Nul ne peut contester l’évidence de cette réalité. Et nul ne peut nier les résultats du Sommet mondial [des chefs d’Etats] de 2005 où les dirigeants ont réaffirmé que l’égalité des sexes et les droits de l’homme pour tous sont indispensables au progrès du développement, de la paix et de la sécurité.
Et pourtant, nous sommes encore bien loin de traduire cette conception en pratique universelle. Dans presque tous les pays, les femmes restent sous-représentées aux postes de décision. Le travail des femmes continue d’être sous-évalué, sous-payé ou pas payé du tout. Plus de 100 millions d’enfants ne sont pas scolarisés, et ce sont en majorité des filles. Plus de 800 millions d’adultes ne savent pas lire, et ce sont en majorité des femmes.
Pire que tout, la violence contre les femmes et les filles ne recule pas, quels que soient le continent, le pays et la culture. Elle fait des ravages dans la vie des femmes, dans leur famille et dans la société tout entière. La plupart des sociétés interdisent cette violence pourtant, dans la réalité, elle est trop souvent dissimulée ou tacitement admise.
C’est la raison pour laquelle la Journée internationale des femmes est si importante. Elle permet de dire clairement qu’il est de notre responsabilité d’œuvrer pour faire évoluer les valeurs et les mentalités. Elle nous appelle à travailler en collaboration avec les gouvernements, les organisations internationales, la société civile et le secteur privé. Elle nous exhorte à oeuvrer en faveur d’une transformation des relations entre les femmes et les hommes, à tous les niveaux de la société.

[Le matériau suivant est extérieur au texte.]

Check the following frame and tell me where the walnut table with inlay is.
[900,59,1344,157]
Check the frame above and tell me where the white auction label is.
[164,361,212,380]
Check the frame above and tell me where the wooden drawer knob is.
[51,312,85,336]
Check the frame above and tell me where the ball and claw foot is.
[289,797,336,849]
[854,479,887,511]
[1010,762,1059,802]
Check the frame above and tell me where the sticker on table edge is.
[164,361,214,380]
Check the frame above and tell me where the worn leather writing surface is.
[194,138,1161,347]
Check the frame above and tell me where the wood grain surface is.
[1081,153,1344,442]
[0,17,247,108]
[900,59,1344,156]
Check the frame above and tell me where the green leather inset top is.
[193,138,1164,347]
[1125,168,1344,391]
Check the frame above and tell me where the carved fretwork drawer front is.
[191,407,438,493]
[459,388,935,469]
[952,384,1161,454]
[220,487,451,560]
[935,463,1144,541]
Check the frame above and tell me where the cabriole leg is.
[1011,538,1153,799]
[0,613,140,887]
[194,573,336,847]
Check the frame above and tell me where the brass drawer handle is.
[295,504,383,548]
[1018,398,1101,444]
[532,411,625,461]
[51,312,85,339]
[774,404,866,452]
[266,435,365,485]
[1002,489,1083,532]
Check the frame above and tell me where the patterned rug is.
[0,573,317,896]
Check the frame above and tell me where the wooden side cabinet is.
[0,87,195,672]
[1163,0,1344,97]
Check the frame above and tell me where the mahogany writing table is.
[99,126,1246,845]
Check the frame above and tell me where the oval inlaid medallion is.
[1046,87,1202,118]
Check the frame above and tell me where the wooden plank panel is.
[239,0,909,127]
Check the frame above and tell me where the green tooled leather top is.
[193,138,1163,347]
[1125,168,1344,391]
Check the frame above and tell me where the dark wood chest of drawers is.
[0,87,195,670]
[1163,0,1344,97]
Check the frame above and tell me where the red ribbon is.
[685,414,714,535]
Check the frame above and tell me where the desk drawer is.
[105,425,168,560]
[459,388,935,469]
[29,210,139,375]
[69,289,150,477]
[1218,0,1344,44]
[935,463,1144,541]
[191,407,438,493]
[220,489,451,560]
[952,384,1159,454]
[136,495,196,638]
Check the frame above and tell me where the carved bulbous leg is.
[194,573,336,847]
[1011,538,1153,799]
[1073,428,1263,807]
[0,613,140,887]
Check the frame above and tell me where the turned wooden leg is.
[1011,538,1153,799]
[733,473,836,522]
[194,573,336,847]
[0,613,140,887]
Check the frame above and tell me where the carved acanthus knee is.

Elle nous oblige à renforcer tous les moyens permettant d’autonomiser les femmes et les filles, depuis l’éducation jusqu’au microcrédit.
Les Nations unies doivent être à l’avant-garde de cette action. Je m’engage à faire tout ce qui est en mon pouvoir pour qu’elles jouent ce rôle, non seulement à l’occasion de la Journée internationale des femmes, mais chaque jour. Je me réjouis à la perspective de travailler à vos côtés pour notre mission collective.
Source : Nations unies, New York, mars 2007.